对于如何称呼宋理宗赵昀,赵孟启心里早已思考过了。虽然实际上赵禥是宋理宗的侄子,而且自己的父亲赵与芮也安在,但宋理宗将赵禥过继过来,名义上自己已经是他的儿子了,所以不叫叔叔,叫父亲更为合适。
赵孟启这一声父皇让宋理宗略感惊讶,后来又觉得有些欣慰,因为平日里二人的关系很是严肃,不像现在的叔侄一样,打打闹闹,甚至无话不谈。
一方面,这是因为宋理宗是当今的皇帝,虽然现在他消极怠政,但许多场合下仍然很是严肃(除了在贾贵妃与阎贵妃面前)。
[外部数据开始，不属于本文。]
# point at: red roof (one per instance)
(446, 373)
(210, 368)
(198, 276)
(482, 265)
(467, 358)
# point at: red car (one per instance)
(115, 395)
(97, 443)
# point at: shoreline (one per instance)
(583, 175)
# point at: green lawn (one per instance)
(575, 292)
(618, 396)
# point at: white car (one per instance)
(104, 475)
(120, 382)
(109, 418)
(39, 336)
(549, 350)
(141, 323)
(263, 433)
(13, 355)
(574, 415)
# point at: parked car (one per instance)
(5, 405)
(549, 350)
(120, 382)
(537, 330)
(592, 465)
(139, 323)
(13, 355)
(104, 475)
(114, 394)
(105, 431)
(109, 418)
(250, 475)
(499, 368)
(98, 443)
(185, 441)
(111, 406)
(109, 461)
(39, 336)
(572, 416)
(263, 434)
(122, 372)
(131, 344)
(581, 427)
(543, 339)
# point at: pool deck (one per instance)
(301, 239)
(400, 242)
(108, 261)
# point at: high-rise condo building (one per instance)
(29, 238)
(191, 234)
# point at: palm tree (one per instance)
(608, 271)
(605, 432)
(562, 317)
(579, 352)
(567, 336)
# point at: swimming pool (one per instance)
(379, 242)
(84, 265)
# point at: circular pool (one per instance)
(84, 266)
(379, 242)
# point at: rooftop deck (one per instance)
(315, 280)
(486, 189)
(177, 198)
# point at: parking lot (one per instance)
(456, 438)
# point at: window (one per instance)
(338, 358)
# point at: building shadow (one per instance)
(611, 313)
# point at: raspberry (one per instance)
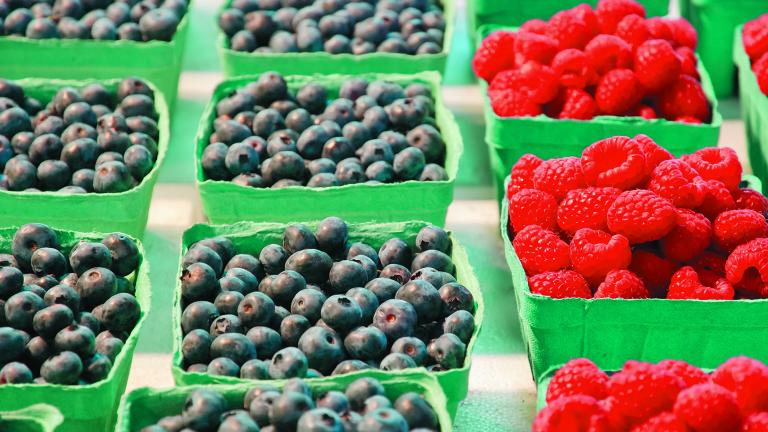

另一方面,宋理宗平日里会亲自教导赵禥,因为他自己喜爱程朱理学,所以常常爱教授赵禥这方面的知识。虽然赵禥有自己的老师,但赵昀管教得依然很是严格,常常教授他,或是抽背一些段落与文章,或是提问一些问题。若是赵禥答出来了,官家赵昀就会夸他贤能,并赐座赐茶;若是答不上来,官家就会发怒,反复为他讲解,直至他明白为止。若还不明白,那就明日再讲。但依赵禥这智商,后者要多得多。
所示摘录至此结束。